A cloudy solution/suspension of protected xanthohumol [¹³C]₂-17 (375 mg, 0.586 mmol) in i-PrOH (6 mL) was treated with conc. aq. HCl (3 drops) and stirred at 60 °C (bath temp.) for 2.66 h (note: the reaction mixture became an homogenous yellow solution after ca. 10 min). After this time, the solution was allowed to cool to rt and partitioned between EtOAc (20 mL), sat. aq. NaHCO₃ (10 mL), and H₂O (10 mL). The aqueous phase was extracted with EtOAc (10 mL) and the combined organic phases washed with H₂O (10 mL), brine (10 mL), and then dried (Na₂SO₄) and concentrated in vacuo. The residue was subjected to two successive column chromatographic operations (column #1 = SiO₂, eluting with 1.5% MeOH in CH₂Cl₂; column #2 = SiO₂, eluting with 33-50% EtOAc in hexanes) to obtain pure labelled xanthohumol [¹³C]₂-1 (120 mg, 0.337 mmol, 58%) as a yellow solid: mp 162-164 °C; IR (ATR) 3178, 2921, 1582, 1538, 1510, 1432, 1331, 1219, 1192, 1167, 1139, 1098, 1052. 971, 823, 802 cm⁻¹; ¹H NMR (400 MHz, CDCl₃) δ 14.68 (1H, s), 7.79 (1H, ddd, J = 15.3, 5.2, 2.4 Hz), 7.75 (1H, ddd, J = 155, 15.5, 6.0 Hz), 7.52 (2H, dd, J = 8.2, 4.3 Hz), 6.86 (2H, d, J = 8.4 Hz), 6.19 (1H, s), 5.95 (1H, s), 5.30 (1H, tm, J = 7.5 Hz), 5.06 (1H, s), 3.90 (3H, s), 3.41 (2H, d, J = 7.1 Hz), 1.83 (3H, s), 1.78 (3H, s) ppm; ¹H NMR (400 MHz, d₆-DMSO) δ 14.64 (1H, s), 10.56 (1H, s), 10.06 (1H, s), 7.76 (1H, dm, J = 15.6 Hz), 7.67 (1H, ddd, J = 156, 15.6, 5.6 Hz), 7.57 (2H, dd, J = 7.8, 4.9 Hz), 6.84 (2H, d, J = 8.1 Hz), 6.08 (1H, s), 5.14 (1H, br t, J = 7.0 Hz), 3.87 (3H, s), 3.13 (2H, d, J = 7.1 Hz), 1.70 (3H, s), 1.61 (3H, s) ppm; ¹³C NMR (175 MHz, d₆-DMSO) δ 191.7 (0, enriched), 164.6 (0), 162.4 (0), 160.5 (0), 159.9 (0), 142.5 (1, enriched), 130.5 (2C, 1), 129.9 (0), 126.0 (0, dd, J = 58, 7 Hz), 123.7 (1, dd, J = 68, 54 Hz), 123.0 (1), 115.9 (2C, 1, d, J = 4 Hz), 107.3 (0), 104.5 (0, d, J = 61 Hz), 90.9 (1), 55.7 (3), 25.5 (3), 21.0 (2), 17.6 (3) ppm; MS (ES+) m/z 357 (M+H)⁺; HRMS (ES+) m/z 357.1630 (calcd. for ¹²C₁₉¹³C₂H₂₃O₅: 357.1613).

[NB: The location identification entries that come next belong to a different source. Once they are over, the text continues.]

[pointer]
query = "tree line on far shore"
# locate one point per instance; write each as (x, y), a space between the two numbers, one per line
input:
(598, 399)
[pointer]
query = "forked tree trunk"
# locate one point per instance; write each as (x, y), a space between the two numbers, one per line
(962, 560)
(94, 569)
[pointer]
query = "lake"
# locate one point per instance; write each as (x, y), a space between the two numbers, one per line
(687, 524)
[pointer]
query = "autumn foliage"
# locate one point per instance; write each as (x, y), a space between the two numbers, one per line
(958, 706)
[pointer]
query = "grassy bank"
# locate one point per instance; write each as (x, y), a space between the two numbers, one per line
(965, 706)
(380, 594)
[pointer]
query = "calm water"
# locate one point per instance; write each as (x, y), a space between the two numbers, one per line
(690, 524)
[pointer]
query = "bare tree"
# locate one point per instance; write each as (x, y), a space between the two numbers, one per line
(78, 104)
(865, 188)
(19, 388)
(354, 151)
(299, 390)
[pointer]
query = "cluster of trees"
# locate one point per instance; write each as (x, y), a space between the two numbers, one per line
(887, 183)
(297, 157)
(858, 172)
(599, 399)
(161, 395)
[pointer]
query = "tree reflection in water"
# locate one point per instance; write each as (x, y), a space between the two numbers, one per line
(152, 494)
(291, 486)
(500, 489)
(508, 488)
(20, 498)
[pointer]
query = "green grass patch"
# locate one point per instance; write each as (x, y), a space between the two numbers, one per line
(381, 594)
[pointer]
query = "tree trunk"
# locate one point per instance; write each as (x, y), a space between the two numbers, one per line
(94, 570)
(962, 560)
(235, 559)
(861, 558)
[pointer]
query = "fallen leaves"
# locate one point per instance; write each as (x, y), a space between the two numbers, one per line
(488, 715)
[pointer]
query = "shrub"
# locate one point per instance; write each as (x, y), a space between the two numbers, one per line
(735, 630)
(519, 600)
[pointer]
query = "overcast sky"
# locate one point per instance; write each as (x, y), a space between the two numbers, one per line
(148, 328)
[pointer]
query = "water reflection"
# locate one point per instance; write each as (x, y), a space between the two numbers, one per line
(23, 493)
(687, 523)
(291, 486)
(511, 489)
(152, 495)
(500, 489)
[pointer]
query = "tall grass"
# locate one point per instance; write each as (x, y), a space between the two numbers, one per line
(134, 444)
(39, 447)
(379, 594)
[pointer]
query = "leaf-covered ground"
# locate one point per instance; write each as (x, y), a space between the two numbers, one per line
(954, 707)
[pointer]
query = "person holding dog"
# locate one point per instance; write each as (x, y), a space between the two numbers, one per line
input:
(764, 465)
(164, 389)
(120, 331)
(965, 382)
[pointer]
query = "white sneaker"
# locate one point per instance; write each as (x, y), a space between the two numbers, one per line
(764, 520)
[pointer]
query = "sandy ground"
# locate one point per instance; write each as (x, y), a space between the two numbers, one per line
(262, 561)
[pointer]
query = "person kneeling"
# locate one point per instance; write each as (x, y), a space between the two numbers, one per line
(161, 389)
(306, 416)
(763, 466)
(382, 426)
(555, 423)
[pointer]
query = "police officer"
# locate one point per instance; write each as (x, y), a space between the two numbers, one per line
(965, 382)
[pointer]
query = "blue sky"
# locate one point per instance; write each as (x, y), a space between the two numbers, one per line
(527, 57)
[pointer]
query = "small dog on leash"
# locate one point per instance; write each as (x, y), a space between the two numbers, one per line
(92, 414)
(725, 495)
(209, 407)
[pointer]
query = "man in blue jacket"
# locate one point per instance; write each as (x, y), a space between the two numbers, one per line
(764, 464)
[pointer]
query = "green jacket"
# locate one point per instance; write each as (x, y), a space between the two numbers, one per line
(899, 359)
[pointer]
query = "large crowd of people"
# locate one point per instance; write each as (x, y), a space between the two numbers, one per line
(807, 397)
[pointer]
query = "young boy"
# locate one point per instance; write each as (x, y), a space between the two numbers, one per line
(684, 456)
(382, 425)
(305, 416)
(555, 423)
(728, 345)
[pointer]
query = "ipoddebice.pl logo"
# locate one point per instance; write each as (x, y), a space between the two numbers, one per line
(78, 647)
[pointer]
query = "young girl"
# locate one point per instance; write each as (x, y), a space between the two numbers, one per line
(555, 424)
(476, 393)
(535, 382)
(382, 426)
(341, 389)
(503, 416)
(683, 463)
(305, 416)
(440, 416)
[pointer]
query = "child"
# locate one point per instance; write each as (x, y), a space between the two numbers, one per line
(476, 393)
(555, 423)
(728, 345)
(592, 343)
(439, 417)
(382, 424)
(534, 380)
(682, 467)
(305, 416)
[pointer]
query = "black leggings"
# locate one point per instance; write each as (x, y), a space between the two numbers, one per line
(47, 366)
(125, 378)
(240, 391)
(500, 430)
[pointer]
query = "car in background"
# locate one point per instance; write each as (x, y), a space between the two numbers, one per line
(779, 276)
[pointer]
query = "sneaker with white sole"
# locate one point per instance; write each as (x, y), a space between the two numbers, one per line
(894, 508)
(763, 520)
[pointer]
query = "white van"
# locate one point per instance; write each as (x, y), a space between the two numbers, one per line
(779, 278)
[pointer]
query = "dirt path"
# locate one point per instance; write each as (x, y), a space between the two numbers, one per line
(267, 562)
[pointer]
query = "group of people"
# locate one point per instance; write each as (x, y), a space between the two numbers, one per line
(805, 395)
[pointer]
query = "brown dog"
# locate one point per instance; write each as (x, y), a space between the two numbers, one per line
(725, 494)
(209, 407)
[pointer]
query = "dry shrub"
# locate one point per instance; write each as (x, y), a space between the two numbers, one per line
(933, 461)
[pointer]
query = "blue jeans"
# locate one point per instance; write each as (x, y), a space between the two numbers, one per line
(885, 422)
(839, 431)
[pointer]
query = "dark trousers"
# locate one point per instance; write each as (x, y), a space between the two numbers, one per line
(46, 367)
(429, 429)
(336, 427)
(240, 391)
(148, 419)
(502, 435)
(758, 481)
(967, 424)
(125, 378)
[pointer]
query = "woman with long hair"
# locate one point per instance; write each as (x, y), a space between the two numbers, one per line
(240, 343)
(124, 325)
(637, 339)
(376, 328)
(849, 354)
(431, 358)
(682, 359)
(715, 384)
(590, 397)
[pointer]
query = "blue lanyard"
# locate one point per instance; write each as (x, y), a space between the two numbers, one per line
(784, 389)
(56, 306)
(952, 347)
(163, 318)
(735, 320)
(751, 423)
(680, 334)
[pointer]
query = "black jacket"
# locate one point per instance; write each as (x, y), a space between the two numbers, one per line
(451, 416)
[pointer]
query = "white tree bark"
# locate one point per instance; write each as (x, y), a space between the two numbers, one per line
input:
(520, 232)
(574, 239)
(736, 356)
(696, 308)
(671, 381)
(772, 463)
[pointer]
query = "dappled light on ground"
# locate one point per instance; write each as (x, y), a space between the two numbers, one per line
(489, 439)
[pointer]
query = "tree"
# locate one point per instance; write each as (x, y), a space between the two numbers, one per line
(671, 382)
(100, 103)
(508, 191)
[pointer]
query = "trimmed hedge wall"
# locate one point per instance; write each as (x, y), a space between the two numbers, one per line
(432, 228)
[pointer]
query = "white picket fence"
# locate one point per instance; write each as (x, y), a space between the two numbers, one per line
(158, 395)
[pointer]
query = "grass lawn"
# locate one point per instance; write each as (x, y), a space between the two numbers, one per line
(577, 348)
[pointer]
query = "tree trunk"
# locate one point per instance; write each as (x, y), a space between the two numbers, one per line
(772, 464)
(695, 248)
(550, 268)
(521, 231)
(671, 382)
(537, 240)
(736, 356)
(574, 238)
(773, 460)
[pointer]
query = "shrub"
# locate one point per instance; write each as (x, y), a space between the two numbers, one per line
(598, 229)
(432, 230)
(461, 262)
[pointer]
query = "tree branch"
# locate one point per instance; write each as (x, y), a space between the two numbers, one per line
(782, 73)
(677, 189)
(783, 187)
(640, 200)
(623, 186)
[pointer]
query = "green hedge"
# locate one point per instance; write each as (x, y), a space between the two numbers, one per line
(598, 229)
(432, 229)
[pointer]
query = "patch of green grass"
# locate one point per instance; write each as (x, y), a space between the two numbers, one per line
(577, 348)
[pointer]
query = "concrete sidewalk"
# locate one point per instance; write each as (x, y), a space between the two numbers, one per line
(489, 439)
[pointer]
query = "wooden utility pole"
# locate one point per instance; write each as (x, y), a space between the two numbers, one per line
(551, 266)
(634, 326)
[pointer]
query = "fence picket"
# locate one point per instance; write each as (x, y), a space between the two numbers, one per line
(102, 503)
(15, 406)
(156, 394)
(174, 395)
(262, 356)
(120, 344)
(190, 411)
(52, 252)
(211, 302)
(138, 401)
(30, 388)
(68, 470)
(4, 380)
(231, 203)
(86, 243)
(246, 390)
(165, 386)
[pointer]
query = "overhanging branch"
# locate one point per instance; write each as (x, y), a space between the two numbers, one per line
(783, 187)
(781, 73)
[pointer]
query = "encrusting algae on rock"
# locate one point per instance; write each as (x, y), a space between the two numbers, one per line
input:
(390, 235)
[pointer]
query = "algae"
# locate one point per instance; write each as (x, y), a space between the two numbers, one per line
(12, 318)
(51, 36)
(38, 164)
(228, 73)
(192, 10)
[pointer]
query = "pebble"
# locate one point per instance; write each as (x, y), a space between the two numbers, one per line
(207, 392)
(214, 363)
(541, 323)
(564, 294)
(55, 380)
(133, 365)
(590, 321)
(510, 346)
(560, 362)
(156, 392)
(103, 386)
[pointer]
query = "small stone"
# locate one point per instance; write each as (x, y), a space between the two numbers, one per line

A sample of commercially available natural xanthohumol (1) gave mp = 162-165 °C on the same melting point apparatus and exhibited ¹H and ¹³C NMR spectral signatures that differed only as expected from those obtained for synthetic [¹³C]₂-1. Data for xanthohumol (1): IR (ATR) 3177, 2914, 1599, 1429, 1340, 1291, 1219, 1166, 1098, 973, 868, 798 cm⁻¹; ¹H NMR (400 MHz, CDCl₃) δ 14.66 (1H, s), 7.80 (1H, d, J = 15.4 Hz), 7.75 (1H, d, J = 15.6 Hz), 7.52 (2H, d, J = 8.6 Hz), 6.86 (2H, d, J = 8.6 Hz), 6.17 (1H, s), 5.94 (1H, s), 5.29 (1H, tm, J = 7.2 Hz), 5.03 (1H, s), 3.90 (3H, s), 3.41 (2H, d, J = 7.5 Hz), 1.83 (3H, s), 1.78 (3H, s) ppm; ¹H NMR (400 MHz, d₆-DMSO) δ 14.61 (1H, s), 10.52 (1H, s), 10.03 (1H, s), 7.76 (1H, d, J = 15.6 Hz), 7.67 (1H, J = 15.5 Hz), 7.57 (2H, d, J = 8.6 Hz), 6.84 (2H, d, J = 8.6 Hz), 6.09 (1H, s), 5.14 (1H, tm, J = 7.2 Hz), 3.87 (3H, s), 3.14 (2H, d, J = 7.0 Hz), 1.70 (3H, s), 1.61 (3H, s) ppm; ¹³C NMR (100 MHz, d₆-DMSO) δ 191.8 (0), 164.7 (0), 162.5 (0), 160.6 (0), 160.0 (0), 142.6 (1), 130.6 (2C, 1), 130.0 (0), 126.1 (0), 123.9 (1), 123.1 (1), 116.1 (2C, 1), 107.4 (0), 104.7 (0), 91.0 (1), 55.8 (3), 25.5 (3), 21.1 (2), 17.7 (3) ppm.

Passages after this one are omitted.